Do people normally have wifi enabled when they're out-and-about? I turn it on when I'm at home/at a friend's house, but otherwise turn it off since there's no wifi to be had, and it's just an extra drain on the battery.
I do what you do, but I strongly suspect that most people never think about this, and don't know how to turn it off. The same people who don't know how to turn the flash off on their cameras and leave it on to take pictures of fireworks.
I switch WiFi off when I leave places with WiFi connection but sometimes I forget to do it.
I know people that think that the phone they bought "has Internet" and they must pay a monthly fee for that. They don't ask themselves how that happens so I guess that some people never turn their WiFi off unless they must learn to maximize battery life.

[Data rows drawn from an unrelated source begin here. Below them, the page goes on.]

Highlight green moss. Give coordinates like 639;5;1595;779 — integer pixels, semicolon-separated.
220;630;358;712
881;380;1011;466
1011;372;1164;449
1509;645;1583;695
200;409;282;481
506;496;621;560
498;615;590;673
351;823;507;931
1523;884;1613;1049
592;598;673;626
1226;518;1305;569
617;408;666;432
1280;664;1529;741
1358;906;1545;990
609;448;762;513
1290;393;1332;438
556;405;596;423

While I was using "GPS" as shorthand for "automatically determined location", technically doesn't the GPS receiver work better/faster when your phone already has a rough idea where you are?
Yes, most people I know, certainly. For example, since my phone uses Wifi at work and at home, my phone uses it most of the time.

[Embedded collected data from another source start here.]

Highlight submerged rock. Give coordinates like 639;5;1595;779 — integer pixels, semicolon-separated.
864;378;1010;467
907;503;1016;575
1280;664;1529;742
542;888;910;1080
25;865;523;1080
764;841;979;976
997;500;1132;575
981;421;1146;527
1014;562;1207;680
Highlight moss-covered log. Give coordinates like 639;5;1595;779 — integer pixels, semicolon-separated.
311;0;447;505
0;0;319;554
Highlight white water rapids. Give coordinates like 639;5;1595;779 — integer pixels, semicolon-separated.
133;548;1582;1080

I'm not going to turn off Wifi when I leave work and then turn it on again when I get home... I've never even heard of anyone doing that, it sounds pretty annoying to have to keep track of...
You can get apps that do it by using cell IDs (Smarter Wifi manager is one that I'm trailing but its terrible). It means not having to have GPS switched on for Geofencing.
So now I need to have my phone ping GPS periodically (which takes longer without wifi for guidance) to check my position so it knows whether it can scan for access points it knows?
Personally, I think I'd rather just have it scan for access points. Apple's MAC randomization has the right idea (if perhaps an imperfect implementation)
I purchased a Virgin Mobile handset and associated activation card. The phone is not tied to my name at all since I paid cash for it and I pay cash for the $35 top-up cards monthly. I activated the phone as "Prepaid Caller". I use no apps, only text and phone. My needs are basic. I have unlimited data for $35, so I never use Wi-Fi, and when I'm home, I use a laptop.